Leases are designed to last for a specific period of time, and when they’re signed, all parties are hoping that everything goes as planned for the entire lease term. Unfortunately, it doesn’t always happen that way. Sometimes, a situation arises where a resident wishes to terminate the lease and leave early. You’ll need to be prepared for these situations so you can act appropriately to be fair to the tenant and follow the law while still protecting yourself and your business. Here are some common questions you might have about early lease termination:
Do I have to let a resident break their lease?
It depends on the reason they want to leave early. In some situations, like if the resident needs to relocate for a military or other government job, they may be allowed to leave without penalty as long as they provide you with 30 days notice.
In other cases, you may not be required to allow the lease to be terminated, but it might be the right thing for both parties. For example, if a resident loses their job, they may no longer have enough income to pay rent. In a situation like that, simply allowing the resident to break the lease may be easier and less expensive for you than entering legal proceedings, as well as being better for the resident. Use your judgment to determine whether you should allow the tenant to leave early, even if it’s not required.
What if none of those situations apply? Can I keep charging rent as per the lease terms even if the resident moves out?
In general, yes, but it can depend on laws in your area. In most areas, you’re legally required to try to find a new resident for the unit — so you can’t just collect rent and do nothing. As long as you’re looking for someone to fill the unit, it’s usually OK to continue charging rent, but know that there may be limits to how long that can continue (meaning that you might not be able to keep collecting rent until the end of the lease). Once you find a new resident, of course, the former resident won’t have to continue paying.

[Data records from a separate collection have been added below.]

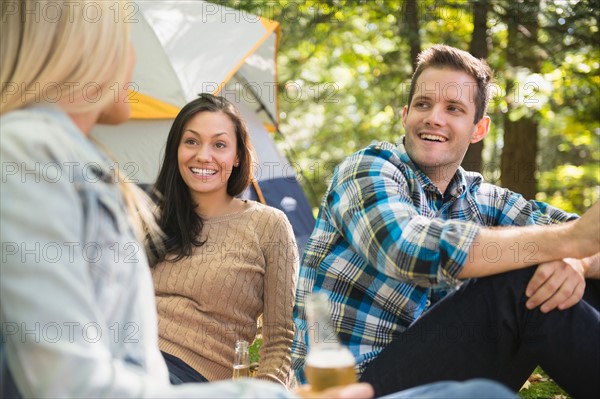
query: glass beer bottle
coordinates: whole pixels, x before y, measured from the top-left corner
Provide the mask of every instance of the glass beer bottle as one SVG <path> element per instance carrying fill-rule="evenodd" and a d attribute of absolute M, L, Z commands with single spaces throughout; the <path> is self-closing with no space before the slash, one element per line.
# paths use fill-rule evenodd
<path fill-rule="evenodd" d="M 325 294 L 313 293 L 307 298 L 306 318 L 310 341 L 304 375 L 312 390 L 322 391 L 356 382 L 354 356 L 337 337 Z"/>
<path fill-rule="evenodd" d="M 248 342 L 238 339 L 235 342 L 235 357 L 233 359 L 233 379 L 245 378 L 250 372 L 250 352 Z"/>

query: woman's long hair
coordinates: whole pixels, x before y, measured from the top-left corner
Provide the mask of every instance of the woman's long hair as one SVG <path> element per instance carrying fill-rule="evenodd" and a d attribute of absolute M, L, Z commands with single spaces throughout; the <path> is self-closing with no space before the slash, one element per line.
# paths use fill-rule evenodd
<path fill-rule="evenodd" d="M 248 128 L 237 108 L 223 97 L 207 93 L 200 94 L 197 99 L 185 105 L 169 131 L 165 158 L 153 189 L 158 204 L 158 225 L 165 234 L 163 248 L 151 248 L 156 262 L 165 260 L 167 254 L 173 255 L 169 257 L 169 261 L 178 261 L 190 256 L 194 247 L 203 244 L 202 218 L 195 211 L 197 204 L 181 177 L 178 163 L 178 149 L 185 126 L 200 112 L 222 112 L 235 126 L 239 165 L 231 171 L 227 181 L 227 194 L 232 197 L 241 194 L 252 180 L 254 151 Z"/>

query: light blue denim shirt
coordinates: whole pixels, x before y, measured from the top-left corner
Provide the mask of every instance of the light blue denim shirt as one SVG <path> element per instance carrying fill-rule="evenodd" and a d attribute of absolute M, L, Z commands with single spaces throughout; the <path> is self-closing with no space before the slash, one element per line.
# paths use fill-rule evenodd
<path fill-rule="evenodd" d="M 113 162 L 55 107 L 0 129 L 2 397 L 290 396 L 250 380 L 171 386 Z"/>

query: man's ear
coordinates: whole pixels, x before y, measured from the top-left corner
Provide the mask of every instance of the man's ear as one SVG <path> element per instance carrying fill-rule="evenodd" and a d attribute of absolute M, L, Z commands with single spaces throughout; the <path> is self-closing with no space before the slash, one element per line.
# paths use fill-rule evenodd
<path fill-rule="evenodd" d="M 483 140 L 483 138 L 490 131 L 490 122 L 491 122 L 490 117 L 485 115 L 483 118 L 481 118 L 479 120 L 479 122 L 477 122 L 475 124 L 475 131 L 473 132 L 473 135 L 471 136 L 471 144 L 477 143 L 477 142 Z"/>
<path fill-rule="evenodd" d="M 404 106 L 402 109 L 402 127 L 406 129 L 406 117 L 408 115 L 408 105 Z"/>

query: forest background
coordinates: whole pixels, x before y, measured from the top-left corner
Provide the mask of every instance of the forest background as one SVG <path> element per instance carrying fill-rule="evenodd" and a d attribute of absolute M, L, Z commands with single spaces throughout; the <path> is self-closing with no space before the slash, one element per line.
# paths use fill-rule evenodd
<path fill-rule="evenodd" d="M 600 1 L 213 2 L 280 23 L 276 137 L 313 207 L 342 159 L 403 134 L 416 55 L 436 43 L 495 71 L 466 169 L 570 212 L 600 197 Z"/>

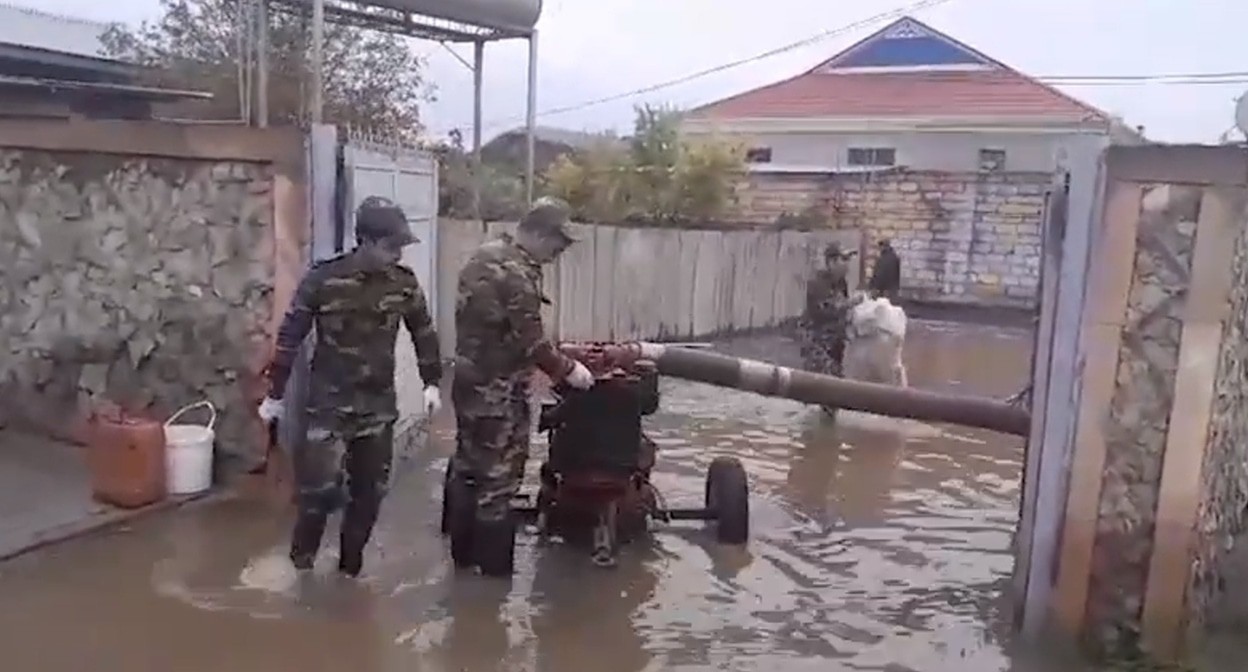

Residents who are breaking their lease may want to help you find a new tenant. That’s usually fine for all parties, but you’ll need to make sure to carefully screen anyone they might find. You don’t want to just trust your resident, who might be looking to just find anyone who can fill the unit and ease their financial burden, to find a good resident without any additional examination.
Is there anything else I should know?
One more thing to keep in mind is that it’s usually a bad idea to keep the resident’s security deposit to help cover rent payments still owed to you after the lease is broken. Remember, you collected the security deposit in case of damages to the unit; if you use the security deposit to put toward rent payments, you won’t have anything to take from if there are any damages. It’s better to treat the security deposit and any remaining rent payment totally separately.